In Washington, years later, the same instinct resurfaced. The Cyprus question was acknowledged, even entertained, and then set aside. At the time, this felt like a familiar Bercow moment: wry, self-aware, entirely within the limits of his office.
But seven years later the comparison lingers. Cyprus is treated much like the “burning of the emulsion.” It barely registers as a strategic priority within Britain’s political conversation.
That no longer holds. Cyprus is no longer a distant file. It is a frontline. And the culture of inattention has had operational consequences.
The drone strike on RAF Akrotiri in early 2026, amid the escalating confrontation with Iran, marked the first time a British sovereign facility had ever been hit in Cyprus.
It was not a signal. It was a test that exposed vulnerability.
London moved quickly to contain escalation, signaling that the bases would not be drawn further into the conflict. In the aftermath, Cypriot President Nikos Christodoulides called for a “frank and open discussion” on the future of the British presence.
British officials responded just as firmly: Akrotiri and Dhekelia are sovereign territory and not open to negotiation.
Legally, that position is clear. Strategically, it is not enough. Sovereignty carries exposure. It must also carry responsibility.
When the strike occurred, Britain did not have a destroyer immediately available in the Eastern Mediterranean. The deployment of HMS Dragon followed, but not at the speed the moment demanded.
This was not hesitation. The assets were simply not there.
Britain still presents itself as a global security actor, from Europe to the Indo Pacific. But it cannot both hold sovereign bases in a volatile region and treat that theater as secondary when it comes to readiness.
That tension is no longer theoretical. It is operational, and it extends beyond the question of ships alone.
Britain’s role in Cyprus has never been that of a distant observer. It is a former colonial power, a guarantor state, and a permanent military presence on the island.

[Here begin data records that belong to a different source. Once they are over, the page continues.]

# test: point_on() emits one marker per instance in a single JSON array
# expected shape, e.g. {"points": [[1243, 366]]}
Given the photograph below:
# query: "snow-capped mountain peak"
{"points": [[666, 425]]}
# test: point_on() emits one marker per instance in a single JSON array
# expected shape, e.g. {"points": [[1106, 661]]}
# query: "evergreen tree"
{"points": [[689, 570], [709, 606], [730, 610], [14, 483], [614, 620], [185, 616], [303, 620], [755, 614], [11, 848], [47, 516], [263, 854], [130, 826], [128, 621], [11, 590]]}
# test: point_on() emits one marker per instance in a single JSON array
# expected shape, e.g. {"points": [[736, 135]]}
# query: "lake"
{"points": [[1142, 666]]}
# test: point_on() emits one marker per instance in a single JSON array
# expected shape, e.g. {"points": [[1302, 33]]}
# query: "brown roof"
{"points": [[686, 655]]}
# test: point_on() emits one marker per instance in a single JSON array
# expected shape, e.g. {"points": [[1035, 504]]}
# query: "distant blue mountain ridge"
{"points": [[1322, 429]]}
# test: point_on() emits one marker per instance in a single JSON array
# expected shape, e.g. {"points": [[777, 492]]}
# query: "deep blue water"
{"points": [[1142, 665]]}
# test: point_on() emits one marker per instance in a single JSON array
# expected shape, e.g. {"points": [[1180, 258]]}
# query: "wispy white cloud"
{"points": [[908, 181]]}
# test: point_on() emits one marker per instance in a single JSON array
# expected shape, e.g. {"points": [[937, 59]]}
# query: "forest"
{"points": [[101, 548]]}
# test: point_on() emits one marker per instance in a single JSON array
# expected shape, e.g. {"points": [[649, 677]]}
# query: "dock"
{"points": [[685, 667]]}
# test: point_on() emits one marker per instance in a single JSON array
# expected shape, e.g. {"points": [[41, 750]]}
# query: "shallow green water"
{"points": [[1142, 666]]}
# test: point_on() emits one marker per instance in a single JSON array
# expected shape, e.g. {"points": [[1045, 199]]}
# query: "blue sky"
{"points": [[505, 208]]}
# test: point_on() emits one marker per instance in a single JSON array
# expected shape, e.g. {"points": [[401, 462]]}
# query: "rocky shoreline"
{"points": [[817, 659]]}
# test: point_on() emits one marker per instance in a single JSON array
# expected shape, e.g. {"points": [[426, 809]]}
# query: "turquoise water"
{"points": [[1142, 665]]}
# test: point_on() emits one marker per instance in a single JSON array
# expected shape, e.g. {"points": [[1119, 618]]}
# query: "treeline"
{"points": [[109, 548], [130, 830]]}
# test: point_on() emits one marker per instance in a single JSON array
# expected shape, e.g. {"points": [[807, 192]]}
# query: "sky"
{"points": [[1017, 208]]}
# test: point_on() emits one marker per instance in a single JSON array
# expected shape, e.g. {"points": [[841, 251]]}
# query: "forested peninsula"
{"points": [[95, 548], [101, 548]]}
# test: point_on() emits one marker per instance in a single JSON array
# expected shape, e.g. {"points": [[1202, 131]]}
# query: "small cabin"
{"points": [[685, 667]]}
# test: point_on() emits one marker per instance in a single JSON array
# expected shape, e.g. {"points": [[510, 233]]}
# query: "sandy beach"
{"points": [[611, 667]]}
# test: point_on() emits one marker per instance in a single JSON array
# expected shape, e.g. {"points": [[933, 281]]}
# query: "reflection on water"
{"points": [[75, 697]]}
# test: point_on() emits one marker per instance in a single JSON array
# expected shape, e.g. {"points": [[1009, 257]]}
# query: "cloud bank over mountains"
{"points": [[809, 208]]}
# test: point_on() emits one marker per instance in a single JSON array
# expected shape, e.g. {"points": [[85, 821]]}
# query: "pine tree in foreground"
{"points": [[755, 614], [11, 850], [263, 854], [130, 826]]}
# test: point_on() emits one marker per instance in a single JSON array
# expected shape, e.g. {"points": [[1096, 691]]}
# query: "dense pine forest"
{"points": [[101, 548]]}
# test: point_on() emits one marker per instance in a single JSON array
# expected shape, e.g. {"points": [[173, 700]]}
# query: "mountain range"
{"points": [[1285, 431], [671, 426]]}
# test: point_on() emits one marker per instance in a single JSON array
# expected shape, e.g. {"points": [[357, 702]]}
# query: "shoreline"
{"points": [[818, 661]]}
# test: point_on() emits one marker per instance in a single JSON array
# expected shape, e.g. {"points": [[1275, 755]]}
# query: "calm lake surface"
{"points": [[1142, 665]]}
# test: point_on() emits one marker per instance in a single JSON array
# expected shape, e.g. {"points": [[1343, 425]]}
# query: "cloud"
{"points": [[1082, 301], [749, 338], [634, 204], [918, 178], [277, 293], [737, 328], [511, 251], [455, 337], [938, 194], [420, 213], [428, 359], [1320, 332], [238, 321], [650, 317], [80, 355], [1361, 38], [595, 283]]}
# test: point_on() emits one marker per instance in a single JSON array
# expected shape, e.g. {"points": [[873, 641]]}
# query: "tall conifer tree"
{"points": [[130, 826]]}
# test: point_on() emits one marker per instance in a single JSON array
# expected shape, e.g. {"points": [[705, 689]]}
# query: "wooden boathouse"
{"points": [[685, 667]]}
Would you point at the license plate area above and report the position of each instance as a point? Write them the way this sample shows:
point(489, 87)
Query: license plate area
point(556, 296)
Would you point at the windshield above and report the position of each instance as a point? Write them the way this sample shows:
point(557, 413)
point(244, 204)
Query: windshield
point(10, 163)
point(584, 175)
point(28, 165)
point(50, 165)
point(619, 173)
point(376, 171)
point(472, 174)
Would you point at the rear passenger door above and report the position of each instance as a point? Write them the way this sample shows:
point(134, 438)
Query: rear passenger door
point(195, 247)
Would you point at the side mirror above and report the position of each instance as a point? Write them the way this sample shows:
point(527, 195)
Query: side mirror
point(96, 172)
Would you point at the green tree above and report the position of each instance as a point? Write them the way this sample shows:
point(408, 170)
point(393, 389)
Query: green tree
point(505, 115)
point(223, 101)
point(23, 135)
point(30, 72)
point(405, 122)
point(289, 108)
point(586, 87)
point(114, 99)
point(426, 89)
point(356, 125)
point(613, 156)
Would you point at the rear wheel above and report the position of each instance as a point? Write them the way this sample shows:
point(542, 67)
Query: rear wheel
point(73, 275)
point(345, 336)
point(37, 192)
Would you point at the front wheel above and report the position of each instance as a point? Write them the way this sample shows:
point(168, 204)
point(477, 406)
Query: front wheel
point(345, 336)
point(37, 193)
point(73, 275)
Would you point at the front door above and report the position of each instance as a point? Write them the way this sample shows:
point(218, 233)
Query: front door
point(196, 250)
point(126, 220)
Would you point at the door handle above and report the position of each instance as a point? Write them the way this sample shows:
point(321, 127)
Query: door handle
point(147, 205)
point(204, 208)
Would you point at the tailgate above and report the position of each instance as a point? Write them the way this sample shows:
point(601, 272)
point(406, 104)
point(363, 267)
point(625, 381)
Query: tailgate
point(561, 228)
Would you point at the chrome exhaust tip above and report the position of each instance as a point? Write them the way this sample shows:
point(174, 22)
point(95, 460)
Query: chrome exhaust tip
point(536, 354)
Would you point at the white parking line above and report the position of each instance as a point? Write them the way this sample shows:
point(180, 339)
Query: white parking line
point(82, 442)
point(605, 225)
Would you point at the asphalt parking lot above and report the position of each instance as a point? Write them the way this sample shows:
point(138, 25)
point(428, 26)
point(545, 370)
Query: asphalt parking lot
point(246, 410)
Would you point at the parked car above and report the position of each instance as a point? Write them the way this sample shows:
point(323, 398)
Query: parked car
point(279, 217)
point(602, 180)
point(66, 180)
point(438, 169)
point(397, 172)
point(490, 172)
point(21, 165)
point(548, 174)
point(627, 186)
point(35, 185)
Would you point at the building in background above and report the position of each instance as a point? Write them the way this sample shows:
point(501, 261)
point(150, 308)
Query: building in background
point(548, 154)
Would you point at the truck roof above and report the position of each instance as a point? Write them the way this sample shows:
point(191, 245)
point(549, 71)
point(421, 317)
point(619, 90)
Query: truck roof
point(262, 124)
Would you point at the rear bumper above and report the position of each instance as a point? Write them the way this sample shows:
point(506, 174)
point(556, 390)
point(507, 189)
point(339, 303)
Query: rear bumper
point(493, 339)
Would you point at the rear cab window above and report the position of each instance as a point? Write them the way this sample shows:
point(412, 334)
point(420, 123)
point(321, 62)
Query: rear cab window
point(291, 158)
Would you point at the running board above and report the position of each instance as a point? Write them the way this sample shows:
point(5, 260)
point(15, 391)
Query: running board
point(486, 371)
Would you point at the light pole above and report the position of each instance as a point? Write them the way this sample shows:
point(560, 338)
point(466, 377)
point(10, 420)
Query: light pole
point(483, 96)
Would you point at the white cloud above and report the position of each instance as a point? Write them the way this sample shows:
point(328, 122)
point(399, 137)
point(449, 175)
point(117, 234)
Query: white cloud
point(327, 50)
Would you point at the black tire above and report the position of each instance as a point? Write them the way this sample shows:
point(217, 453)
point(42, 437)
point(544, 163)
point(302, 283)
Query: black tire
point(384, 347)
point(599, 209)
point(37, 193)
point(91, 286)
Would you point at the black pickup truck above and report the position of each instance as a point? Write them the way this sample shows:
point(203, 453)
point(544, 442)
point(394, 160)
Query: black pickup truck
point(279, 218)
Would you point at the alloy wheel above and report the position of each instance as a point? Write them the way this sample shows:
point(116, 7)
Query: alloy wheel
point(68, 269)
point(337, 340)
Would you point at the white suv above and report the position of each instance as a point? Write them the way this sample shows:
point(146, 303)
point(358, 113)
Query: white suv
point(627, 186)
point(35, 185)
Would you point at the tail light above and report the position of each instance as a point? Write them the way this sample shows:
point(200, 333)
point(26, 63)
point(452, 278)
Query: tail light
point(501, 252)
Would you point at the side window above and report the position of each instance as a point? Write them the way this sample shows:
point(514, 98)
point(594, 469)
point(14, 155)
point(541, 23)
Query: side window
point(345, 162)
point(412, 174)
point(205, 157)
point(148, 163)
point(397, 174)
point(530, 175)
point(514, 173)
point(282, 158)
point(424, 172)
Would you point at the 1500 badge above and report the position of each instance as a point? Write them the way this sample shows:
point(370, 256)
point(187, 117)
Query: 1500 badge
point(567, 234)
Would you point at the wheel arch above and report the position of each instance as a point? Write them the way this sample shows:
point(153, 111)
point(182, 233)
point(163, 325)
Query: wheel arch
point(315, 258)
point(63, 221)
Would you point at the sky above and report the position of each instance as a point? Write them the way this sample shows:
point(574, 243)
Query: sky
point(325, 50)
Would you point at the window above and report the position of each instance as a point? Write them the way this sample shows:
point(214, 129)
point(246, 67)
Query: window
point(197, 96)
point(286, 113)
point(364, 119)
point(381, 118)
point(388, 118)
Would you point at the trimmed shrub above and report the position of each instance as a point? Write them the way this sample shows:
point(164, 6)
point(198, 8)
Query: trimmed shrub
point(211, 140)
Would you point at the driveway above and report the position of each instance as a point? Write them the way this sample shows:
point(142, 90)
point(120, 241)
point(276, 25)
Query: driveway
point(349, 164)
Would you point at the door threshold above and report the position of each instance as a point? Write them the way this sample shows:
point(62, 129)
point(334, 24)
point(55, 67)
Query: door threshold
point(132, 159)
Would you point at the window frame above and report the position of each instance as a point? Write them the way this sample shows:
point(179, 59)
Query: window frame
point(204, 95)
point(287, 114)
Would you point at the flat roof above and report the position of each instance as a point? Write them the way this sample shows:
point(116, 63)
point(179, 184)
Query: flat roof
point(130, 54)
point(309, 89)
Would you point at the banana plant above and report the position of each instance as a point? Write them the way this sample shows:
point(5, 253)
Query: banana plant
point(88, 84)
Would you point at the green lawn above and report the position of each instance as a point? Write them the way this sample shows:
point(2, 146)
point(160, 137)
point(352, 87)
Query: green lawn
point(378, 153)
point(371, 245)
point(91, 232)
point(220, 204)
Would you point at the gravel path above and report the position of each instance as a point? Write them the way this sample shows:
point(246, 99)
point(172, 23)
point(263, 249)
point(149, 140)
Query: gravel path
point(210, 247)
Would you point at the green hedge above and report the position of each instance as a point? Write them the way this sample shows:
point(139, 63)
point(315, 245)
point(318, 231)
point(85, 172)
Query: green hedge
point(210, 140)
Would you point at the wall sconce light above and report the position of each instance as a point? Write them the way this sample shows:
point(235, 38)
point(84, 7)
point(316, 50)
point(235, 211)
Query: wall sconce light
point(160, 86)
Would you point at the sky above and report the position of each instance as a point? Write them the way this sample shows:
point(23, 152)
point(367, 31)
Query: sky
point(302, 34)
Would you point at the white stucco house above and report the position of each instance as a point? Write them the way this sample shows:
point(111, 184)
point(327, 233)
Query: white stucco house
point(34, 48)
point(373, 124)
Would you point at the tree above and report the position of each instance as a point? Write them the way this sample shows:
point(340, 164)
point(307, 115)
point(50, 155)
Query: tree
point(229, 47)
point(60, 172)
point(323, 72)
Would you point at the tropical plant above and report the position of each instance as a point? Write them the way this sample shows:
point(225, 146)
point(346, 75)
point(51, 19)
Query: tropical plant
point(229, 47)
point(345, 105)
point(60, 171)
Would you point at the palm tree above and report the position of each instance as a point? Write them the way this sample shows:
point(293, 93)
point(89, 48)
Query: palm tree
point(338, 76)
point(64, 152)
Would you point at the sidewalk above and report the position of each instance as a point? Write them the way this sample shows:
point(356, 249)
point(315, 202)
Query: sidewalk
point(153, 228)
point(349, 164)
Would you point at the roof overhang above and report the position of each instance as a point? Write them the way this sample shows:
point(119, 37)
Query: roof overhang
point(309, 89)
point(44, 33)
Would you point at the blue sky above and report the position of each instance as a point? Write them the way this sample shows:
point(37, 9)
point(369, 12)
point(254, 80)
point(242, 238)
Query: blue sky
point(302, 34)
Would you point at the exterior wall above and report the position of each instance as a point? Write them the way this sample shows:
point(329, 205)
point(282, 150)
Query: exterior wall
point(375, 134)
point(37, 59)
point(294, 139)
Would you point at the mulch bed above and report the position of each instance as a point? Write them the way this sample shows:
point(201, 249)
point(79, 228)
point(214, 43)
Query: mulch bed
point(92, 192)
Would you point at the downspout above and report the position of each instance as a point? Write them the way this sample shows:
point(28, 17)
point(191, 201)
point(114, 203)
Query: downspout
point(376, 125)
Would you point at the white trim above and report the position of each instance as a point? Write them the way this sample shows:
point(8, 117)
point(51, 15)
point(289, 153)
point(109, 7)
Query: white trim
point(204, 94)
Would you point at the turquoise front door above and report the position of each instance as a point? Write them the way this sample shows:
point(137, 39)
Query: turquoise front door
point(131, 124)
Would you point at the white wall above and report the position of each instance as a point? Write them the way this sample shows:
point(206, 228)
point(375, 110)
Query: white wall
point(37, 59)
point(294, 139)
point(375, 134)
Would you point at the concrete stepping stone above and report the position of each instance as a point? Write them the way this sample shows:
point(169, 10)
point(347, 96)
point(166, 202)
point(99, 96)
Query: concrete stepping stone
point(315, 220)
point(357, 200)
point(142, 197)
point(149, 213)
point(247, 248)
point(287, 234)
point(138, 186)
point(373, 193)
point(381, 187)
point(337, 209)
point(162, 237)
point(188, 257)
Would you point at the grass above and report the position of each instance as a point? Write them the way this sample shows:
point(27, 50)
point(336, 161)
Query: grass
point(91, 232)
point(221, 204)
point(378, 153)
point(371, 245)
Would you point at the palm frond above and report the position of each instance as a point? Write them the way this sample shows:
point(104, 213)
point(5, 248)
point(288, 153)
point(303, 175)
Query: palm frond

Yet its political posture has often been more cautious than its legal position suggests, particularly when tensions with Turkey escalate.
Turkey complicates that calculus. It is a NATO ally whose cooperation Britain depends on, and whose interests in Cyprus run directly counter to Nicosia’s.
The 1960 Treaty of Guarantee obliges Britain, alongside Greece and Turkey, to uphold Cyprus’ constitutional order and, if necessary, act to restore it. Cyprus has not always received the full weight of what that role implies.
When that obligation was tested in 1974, Britain chose diplomacy over intervention as Turkey’s forces moved across the island. The Treaty had contemplated action. But Britain did not act and that decision remains contested to this day.
Britain has consistently claimed the privileges of its position in Cyprus while hedging on the obligations that position carries.
Of course, Parliament does not run foreign policy and does not decide where ships are deployed. That is the government’s responsibility. But Parliament shapes the political environment in which those decisions are made.
When Cyprus does not register at the level of the Speaker of the House, it is unlikely to be pressing anyone harder further down the chain. Issues that do not register politically rarely command urgency strategically.
The Bercow exchange and the strike at Akrotiri are years apart, but they are not disconnected. They reflect the same hierarchy of attention.
Britain treats Cyprus as permanent in law, but secondary in practice. That gap carries consequences. For Cyprus, it means exposure at a moment of rising regional volatility.
In a security environment where timing shapes outcomes, Britain can assert the legal status of its bases without delay. Acting on that claim at the same speed is a different test.
The burning emulsion, it turns out, was not a trick question.